Missing values were replaced using the expectation-maximization algorithm. The distribution of the dependent variables was explored with the D’Agostino–Pearson K2 test and histograms. Outliers were winsorized (recoded closer to the nearest non-outlier value).
The bivariate associations between road traffic noise exposure, GNA, and other variables were examined with Welch’s t-test/analysis of variance, Pearson’s chi-squared test/Fisher’s exact test/Fisher–Freeman–Halton test, and the Spearman correlation.
The multivariate association between road traffic noise and GNA and patients’ BMI and WC was explored using mixed linear models with a restricted maximum likelihood estimator and a random intercept to account for clustering on hospitals. Four adjusted models were fitted based on a priori selection of important covariates using DAGitty v. 2.3 (http://www.dagitty.net/).
Potential effect modification by participants’ characteristics was tested using the Wald test for interactions at the relaxed P < 0.2 level,, and the method of Altman and Bland. Other results were considered statistically significant at the P < 0.05 (two-tailed) level.
| Results|| |
Detailed description of the sample, associations between different variables in the dataset, and correlations between the exposure indicators are reported in Dzhambov et al. Briefly, mean age was 62.30 ± 14.61 years and 48.5% (n = 64) were men. Lden was significantly associated with male gender, sleep disturbance, floor of the dwelling/apartment, duration of residence, time spent at home/day, and traffic PM2.5. The mean BMI and WC in the sample were 29.55 ± 5.76 kg/m2 and 94.71 ± 19.96 cm, respectively.
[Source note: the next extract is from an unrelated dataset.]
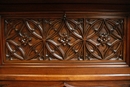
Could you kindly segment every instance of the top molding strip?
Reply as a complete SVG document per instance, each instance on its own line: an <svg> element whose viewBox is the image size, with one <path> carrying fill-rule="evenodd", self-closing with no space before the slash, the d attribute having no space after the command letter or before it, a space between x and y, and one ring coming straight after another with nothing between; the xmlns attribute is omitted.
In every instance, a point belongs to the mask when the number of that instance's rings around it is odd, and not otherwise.
<svg viewBox="0 0 130 87"><path fill-rule="evenodd" d="M0 0L0 4L49 4L49 3L64 3L64 4L127 4L130 5L130 0Z"/></svg>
Higher BMI was significantly associated with lower SES (rs = −0.14, P = 0.035), quiet bedroom orientation (rs = −0.15, P = 0.027), solid fuel/gas used for domestic heating/cooking (rs = 0.20, P = 0.003), and lower floor of the dwelling/apartment (rs = −0.19, P = 0.006). Higher WC was associated with male gender (rs = −0.23, P = 0.001), solid fuel/gas used for domestic heating/cooking (rs = 0.15, P = 0.033), and lower floor of the dwelling/apartment (rs = −0.20, P = 0.003). In comparison with nationally representative data for CVD patients, most clinical variables in this study were representative.,
[Table 1] shows the adjusted linear models for road traffic noise. There was a non-significant increase in BMI and WC per 5-dB. The effect of indoor noise exposure was more pronounced. GNA was associated with a significantly lower BMI and WC [Table 2].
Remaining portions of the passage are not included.